When crystallized honey is strained and the crystals removed, does it affect the honey at all? Will removing crystals keep it from re-crystallizing?


----------



## omnimirage (Aug 31, 2015)

I'm not sure what the size of it is exactly. I mixed a few different buckets of honey, that had some variations in them, one or two buckets had rather crystallised, grainy honey in there, which didn't seem to melt down despite being in a 100 f environment for a number of days. I'm guessing this is the crystallised parts that's clogging it. 

I rather like that idea orthoman thanks.


----------



## omnimirage (Aug 31, 2015)

Since there's been lots of talk of honey straining, I figured I'd share some photos of what I've been doing lately:

https://imgur.com/a/i7n5w

I bought two food grade plastic storage boxs, I used a drill to put holes on the bottom of the top box, and the lid on the bottom box. I'm using some curtain cloth to strain it in, small but decent size holes.
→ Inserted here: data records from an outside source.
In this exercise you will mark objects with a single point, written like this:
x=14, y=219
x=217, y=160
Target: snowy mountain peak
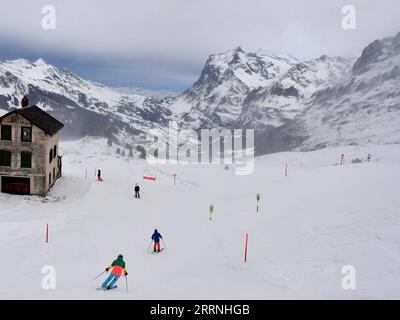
x=378, y=50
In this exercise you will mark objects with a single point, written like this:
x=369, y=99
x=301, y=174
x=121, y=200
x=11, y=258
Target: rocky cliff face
x=291, y=104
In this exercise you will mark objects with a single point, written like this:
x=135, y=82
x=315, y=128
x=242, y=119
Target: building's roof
x=40, y=118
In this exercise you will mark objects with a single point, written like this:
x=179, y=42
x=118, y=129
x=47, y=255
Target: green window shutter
x=26, y=134
x=5, y=158
x=26, y=159
x=6, y=132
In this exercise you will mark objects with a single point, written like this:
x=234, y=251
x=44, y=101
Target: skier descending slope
x=156, y=238
x=99, y=178
x=137, y=190
x=117, y=268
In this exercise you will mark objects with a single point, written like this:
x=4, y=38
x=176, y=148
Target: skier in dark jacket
x=24, y=102
x=156, y=238
x=117, y=268
x=137, y=189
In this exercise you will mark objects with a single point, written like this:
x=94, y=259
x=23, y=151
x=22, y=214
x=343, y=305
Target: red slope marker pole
x=245, y=247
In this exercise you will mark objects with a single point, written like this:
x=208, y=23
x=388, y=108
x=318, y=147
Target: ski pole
x=164, y=244
x=99, y=275
x=151, y=241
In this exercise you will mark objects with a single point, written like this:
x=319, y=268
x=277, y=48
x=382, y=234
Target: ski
x=105, y=289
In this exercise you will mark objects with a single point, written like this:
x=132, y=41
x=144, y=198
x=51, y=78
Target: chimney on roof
x=24, y=102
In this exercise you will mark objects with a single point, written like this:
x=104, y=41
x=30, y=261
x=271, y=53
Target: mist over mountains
x=291, y=104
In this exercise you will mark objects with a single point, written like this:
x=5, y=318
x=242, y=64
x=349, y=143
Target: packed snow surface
x=311, y=223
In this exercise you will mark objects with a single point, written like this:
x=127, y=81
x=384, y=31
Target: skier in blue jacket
x=156, y=238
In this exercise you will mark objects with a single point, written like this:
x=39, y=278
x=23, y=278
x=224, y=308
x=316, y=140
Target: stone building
x=29, y=160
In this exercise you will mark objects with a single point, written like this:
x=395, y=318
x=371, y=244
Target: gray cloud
x=169, y=40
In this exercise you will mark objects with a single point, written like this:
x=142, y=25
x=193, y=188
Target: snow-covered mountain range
x=292, y=104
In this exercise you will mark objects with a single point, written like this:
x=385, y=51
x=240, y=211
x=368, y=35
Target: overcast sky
x=163, y=44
I have these buckets full ofcrystallised bits of honeycomb that I scrapped into a bucket, so I've been heating the buckets in the fridge, then tipping the honey out of the bucket into the straining boxs, it all comes out as a solid, then turns into that sludge and so very slowly strains down. I leave it in a 100 f / 36-38 c environment almost constantly. It takes an excessive amount of time and it's very difficult straining it down much further. I might try to hang the sacks above a bucket in the fridge. The buckets contain about 30 liters of honey/wax and stuff.


----------



## Ravenseye (Apr 2, 2006)

ericweller said:


> When crystallized honey is strained and the crystals removed, does it affect the honey at all? Will removing crystals keep it from re-crystallizing?


It'll be hard to remove ALL the crystals. There are small ones that pass right through and ultimately the honey will crystallize again. It might affect the flavor but I've never tried to remove the crystals so I'm not sure.


----------



## FlowerPlanter (Aug 3, 2011)

>two food grade plastic storage boxs, I used a drill to put holes on the bottom of the top box, and the lid on the bottom box.

This makes a perfect uncapping tote. Most of your wax capping are left in the top box, the honey below is easier to strain.

I would try to re-liquefy your honey before straining it any further, a big mass will take extra time to get up to temperature, it takes a few days to re-liquefy small bottles of honey at 100 deg. 

You can also re-liquefy the crystals with water and feed it back to the bees.

>When crystallized honey is strained and the crystals removed, does it affect the honey at all? Will removing crystals keep it from re-crystallizing?

Yes, honey is a mixture of glucose, fructose, maltose, sucrose and other sugars. What does not crystalize can be thinner and it may ferment. Different sugars may crystallize at different rates removing the crystals may alter the percentages of the sugars in the honey.


----------